Today, to keep a Claude Free, Pro, or Max account, you may need to hand Anthropic a photo of your driver's license and a video of your face. Anthropic's updated privacy policy takes effect on July 8 with a new data category called "Verification Data," and the label is broader than most readers assume. The scope reaches "an image of a government-issued identity document and all personal information printed on it," plus a face capture, plus what Anthropic itself concedes "may be considered biometric data in some jurisdictions."
The verification runs through Persona Identities, a third-party vendor that stores the ID image and selfie on its own servers. Anthropic ingests a verification result and retains what the policy says it needs, on terms the policy leaves loose. There's no US KYC statute for AI-service access. Anthropic put this in place because the political pressure ran ahead of the law.
KYC arrived at frontier AI without a KYC law. The pressure came from other directions. Export controls tightened, national-security review broadened, and the Fable 5 nineteen-day suspension in June showed every frontier lab what happens when it can't verify who's using its model. Anthropic moved first on the consumer side. OpenAI, Google, and Meta all sit under the same weather, and once one lab requires ID for consumer plans, the others can point at the precedent.
Legislation would have specified who verifies, what gets stored, how long, and what rights users have to delete the biometric data. Provider policy specifies far less than a statute would. The third-party vendor arrangement means the actual biometric handoff happens under Persona's terms, not Anthropic's. If you want to know how long a facial-geometry template of your face is held, that answer lives in Persona's data-retention window, not the policy you're accepting to keep using Claude.
If your product runs through Claude Free, Pro, or Max, the practical concern is verification friction. Users asked for ID may refuse, and their accounts get paused. Production workflows that depend on those users staying signed in start degrading this week. This isn't the kind of provider change that hits enterprise API contracts directly, but it hits the consumer surfaces many operators quietly depend on for internal tooling and small-team production.

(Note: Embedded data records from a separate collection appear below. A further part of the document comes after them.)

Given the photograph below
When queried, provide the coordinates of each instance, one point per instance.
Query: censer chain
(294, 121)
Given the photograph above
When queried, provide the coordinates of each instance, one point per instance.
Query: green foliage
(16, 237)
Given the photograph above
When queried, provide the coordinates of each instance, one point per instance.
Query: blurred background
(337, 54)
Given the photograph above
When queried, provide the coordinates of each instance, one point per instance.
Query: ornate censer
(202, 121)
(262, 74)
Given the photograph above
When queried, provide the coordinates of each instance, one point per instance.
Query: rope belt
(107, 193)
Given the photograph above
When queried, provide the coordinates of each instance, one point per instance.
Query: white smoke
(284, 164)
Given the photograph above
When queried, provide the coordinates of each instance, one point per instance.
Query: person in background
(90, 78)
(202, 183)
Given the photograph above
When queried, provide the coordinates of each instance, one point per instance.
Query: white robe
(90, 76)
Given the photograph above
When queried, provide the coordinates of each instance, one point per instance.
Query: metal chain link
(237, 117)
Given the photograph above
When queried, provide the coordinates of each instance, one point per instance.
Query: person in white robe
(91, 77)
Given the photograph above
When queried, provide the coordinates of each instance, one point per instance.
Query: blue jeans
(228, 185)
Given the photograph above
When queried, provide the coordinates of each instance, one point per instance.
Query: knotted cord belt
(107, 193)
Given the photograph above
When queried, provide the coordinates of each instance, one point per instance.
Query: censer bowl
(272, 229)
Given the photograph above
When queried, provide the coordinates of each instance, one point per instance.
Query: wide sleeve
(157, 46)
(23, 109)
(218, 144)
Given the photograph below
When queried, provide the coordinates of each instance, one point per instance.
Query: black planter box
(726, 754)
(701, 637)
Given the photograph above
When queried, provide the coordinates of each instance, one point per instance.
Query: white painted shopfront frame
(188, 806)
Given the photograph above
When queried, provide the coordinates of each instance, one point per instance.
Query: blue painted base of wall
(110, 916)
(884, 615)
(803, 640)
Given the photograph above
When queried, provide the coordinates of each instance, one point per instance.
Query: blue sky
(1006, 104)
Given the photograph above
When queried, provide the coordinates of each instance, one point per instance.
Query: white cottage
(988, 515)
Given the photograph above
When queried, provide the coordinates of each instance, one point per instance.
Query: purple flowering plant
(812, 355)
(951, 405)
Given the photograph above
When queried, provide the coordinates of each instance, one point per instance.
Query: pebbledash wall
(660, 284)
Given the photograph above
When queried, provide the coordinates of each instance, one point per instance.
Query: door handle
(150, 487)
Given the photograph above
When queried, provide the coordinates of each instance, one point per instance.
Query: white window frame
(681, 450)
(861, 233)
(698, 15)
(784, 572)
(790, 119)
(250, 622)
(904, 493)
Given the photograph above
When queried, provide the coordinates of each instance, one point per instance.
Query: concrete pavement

Anthropic won't be the last to add this. OpenAI already requires ID verification for developer access to its most capable models under its cyber policy. Google's cloud identity systems can be pointed at consumer AI access whenever the political weather demands. Two years from now, the surprise may not be that Claude requires a face and an ID. It'll be that any frontier model can still be reached without them.
What to Do With This
If you're picking AI tooling as an individual or a small team, read the "Verification Data" section of Anthropic's privacy policy before you accept it. Know that Persona holds the ID image and selfie on its own infrastructure, not Anthropic's. Decide whether the facial-geometry template retention window that Persona publishes is acceptable to you before the verification request appears.
If you lead a team that uses AI across several workflows, check which of your production integrations depend on Free, Pro, or Max Claude sessions where a human user could be prompted to verify. Rotate to enterprise-tier API access for anything that can't tolerate a verification pause. Do the port now, not in the middle of a support ticket.
If you decide what AI tools the whole company runs, add "biometric collection by third-party vendor" to your vendor-risk review for any consumer-tier AI service. This isn't an Anthropic-specific line item but a category one that'll apply to more vendors over the next two quarters.